■ Podiumsdiskussion heute abend: Volksentscheide stärken?
: Nordlichter hinken hinterher

Der Publizist Gerald Häfner ist Mitglied des Bundesvorstandes von „Mehr Demokratie“ und war acht Jahre Bundestagsabgeordneter der Grünen. Zwischen 1990 und 1994 war er Landesvorsitzender der Grünen in Bayern. Der 43-Jährige lebt heute in München.

taz: Ist die Idee der Volksbegehren in der Krise? Es gibt in letzter Zeit Gerichtsentscheidungen, die neuere Errungenschaften wieder zurückdrehen.

Gerald Häfner, Mitglied im Bundesvorstand „Mehr Demokratie“:Ich glaube nicht, dass die Idee in der Krise ist. Im Gegenteil: Die Idee lebt überall in den Bundesländern gewaltig auf. Behörden versuchen zwar, einen Riegel vorzuschieben.

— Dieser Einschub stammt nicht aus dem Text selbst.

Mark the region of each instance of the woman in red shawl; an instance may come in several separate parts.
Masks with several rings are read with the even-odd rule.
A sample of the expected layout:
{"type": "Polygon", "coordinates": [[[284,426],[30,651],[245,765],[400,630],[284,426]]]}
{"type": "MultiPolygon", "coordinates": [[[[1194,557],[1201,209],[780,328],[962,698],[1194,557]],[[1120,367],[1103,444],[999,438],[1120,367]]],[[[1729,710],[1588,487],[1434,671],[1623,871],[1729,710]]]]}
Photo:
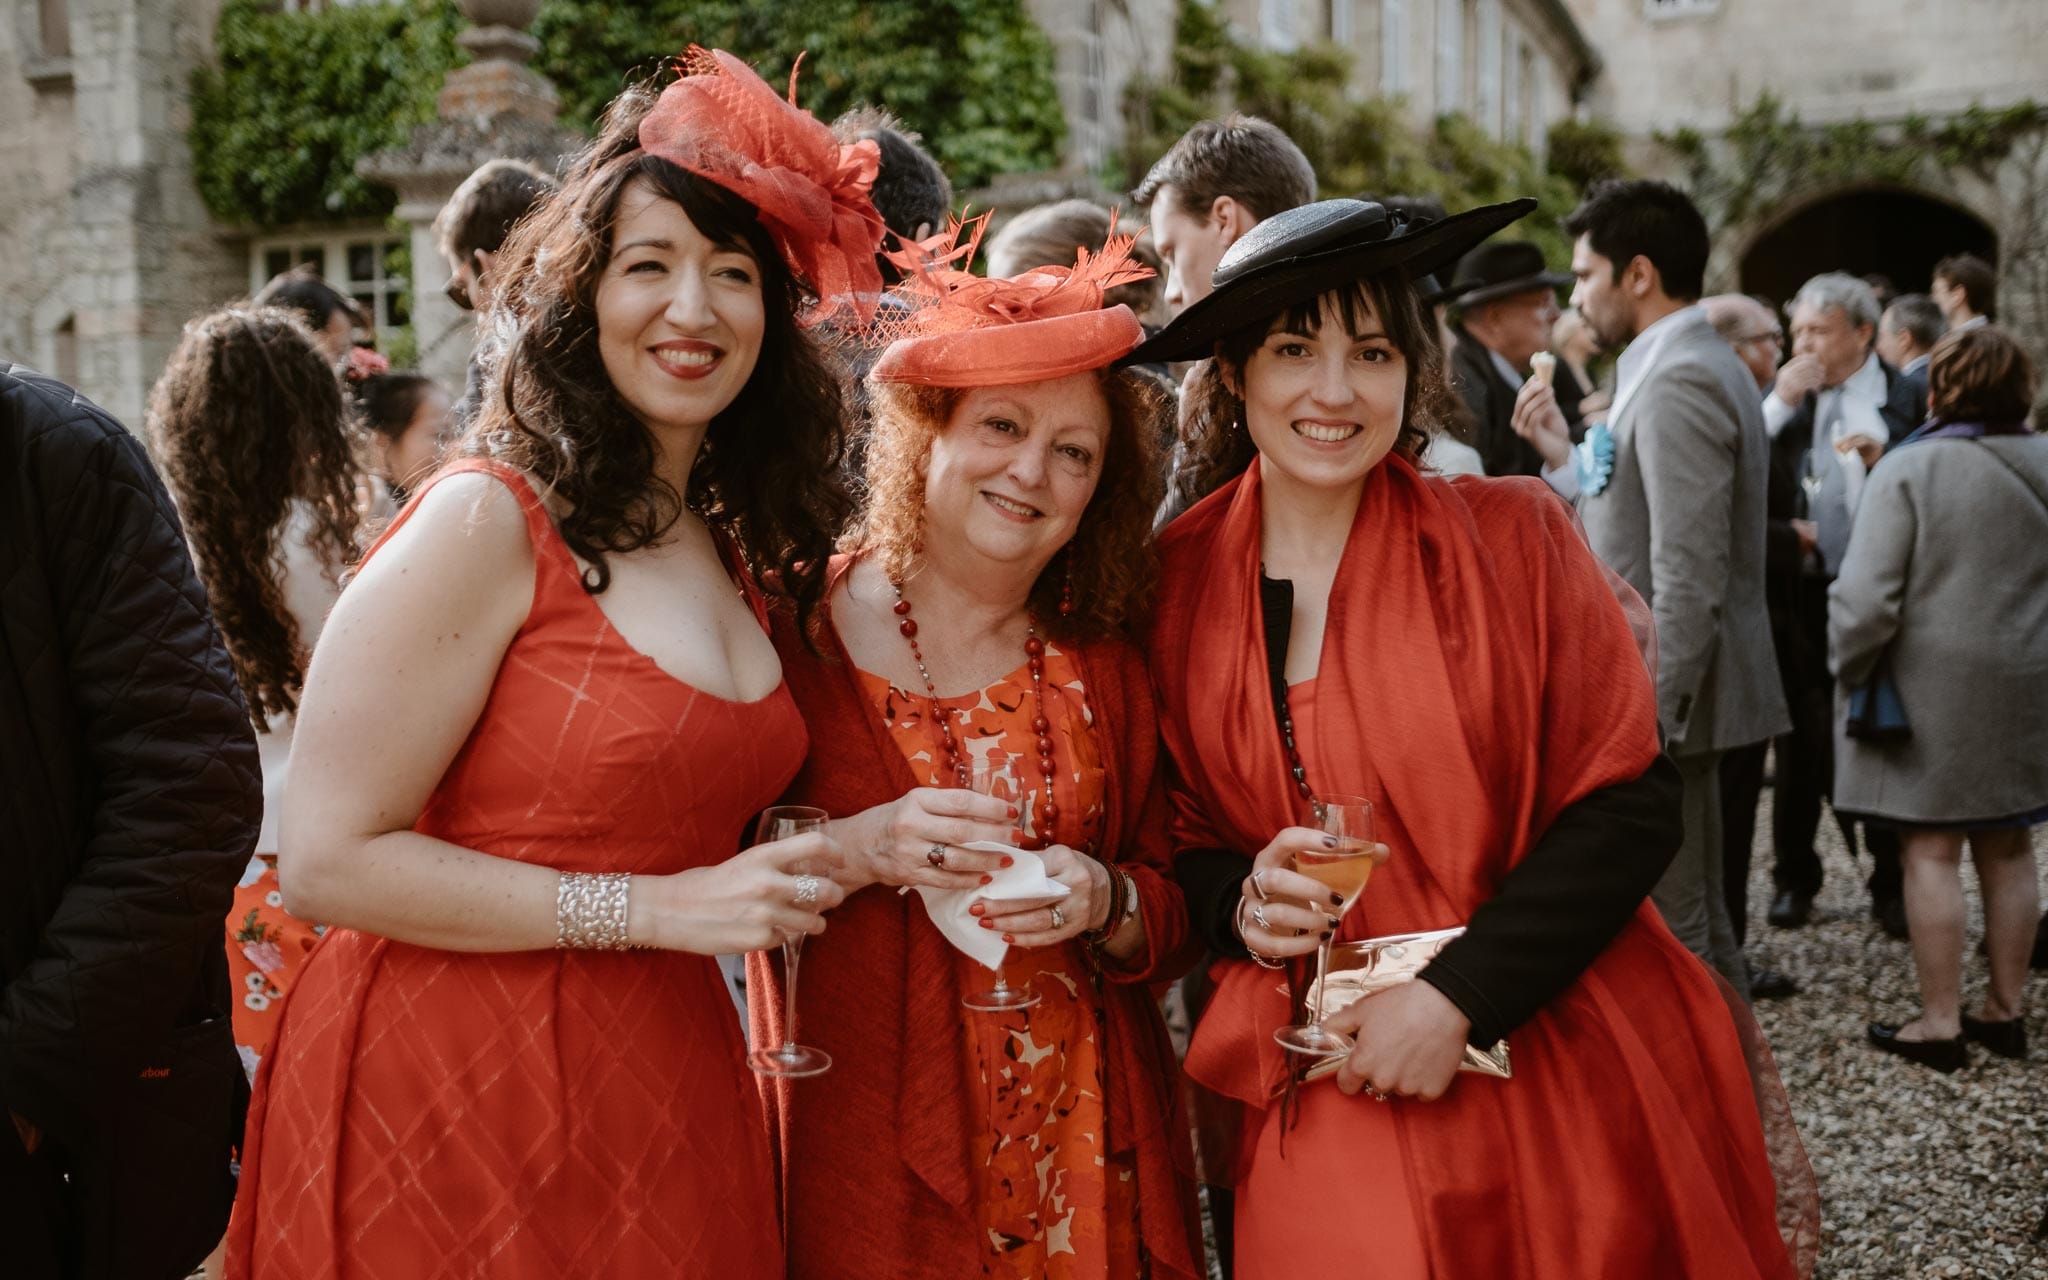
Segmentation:
{"type": "MultiPolygon", "coordinates": [[[[955,232],[957,236],[957,229],[955,232]]],[[[1187,918],[1143,658],[1150,442],[1161,406],[1108,366],[1143,337],[1102,291],[1129,241],[1014,279],[910,271],[869,376],[868,494],[827,622],[776,641],[812,749],[785,801],[817,805],[847,870],[814,940],[802,1038],[832,1070],[771,1083],[789,1274],[799,1280],[1136,1280],[1201,1274],[1177,1075],[1154,988],[1187,918]],[[1009,755],[1014,806],[962,789],[1009,755]],[[1032,828],[1057,899],[980,887],[1032,828]],[[928,912],[1014,943],[1028,1009],[977,1012],[992,976],[928,912]]],[[[1028,868],[1028,863],[1024,864],[1028,868]]],[[[979,937],[979,934],[973,935],[979,937]]],[[[997,948],[1000,950],[1000,948],[997,948]]],[[[749,967],[754,1039],[779,1043],[780,975],[749,967]]]]}
{"type": "Polygon", "coordinates": [[[1540,482],[1417,467],[1445,390],[1412,281],[1533,204],[1282,214],[1129,357],[1214,357],[1229,402],[1199,416],[1258,449],[1163,536],[1151,641],[1176,875],[1196,931],[1244,957],[1218,966],[1186,1065],[1243,1105],[1246,1280],[1810,1260],[1800,1185],[1780,1230],[1775,1076],[1753,1088],[1726,993],[1644,902],[1678,841],[1675,775],[1623,610],[1540,482]],[[1323,839],[1300,825],[1312,792],[1371,799],[1392,850],[1341,922],[1291,870],[1323,839]],[[1330,1019],[1357,1046],[1334,1082],[1300,1078],[1273,1032],[1301,1020],[1303,974],[1281,970],[1333,928],[1455,926],[1419,981],[1330,1019]],[[1457,1074],[1502,1037],[1511,1079],[1457,1074]]]}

Gelegentlich machen auch Gerichtsurteile Einschränkungen. Aber unter dem Strich ist die Entwicklung der letzten Jahre eher ein Beweis für die Lebendigkeit der Idee.

Wo lebt die Idee denn außerhalb von Bayern?

Sie lebt heute in allen Bundesländern, wenn teilweise auch noch in sehr unterentwickelter Form. Bayern ist nicht das einzige, aber sicherlich beste Vorbild. Zum einen weil es die auf Landesebene immer noch verhältnismäßig beste Regelung hat. Zum anderen, weil die Bayern durch ein von unten organisiertes Volksbegehren auch noch die Möglichkeit des Bürgerentscheides auf kommunaler Ebene erstritten haben.

Gibt es entscheidende Unterschiede bei den Bundesländern, was die Einführung von leichteren Volksbegehren angeht?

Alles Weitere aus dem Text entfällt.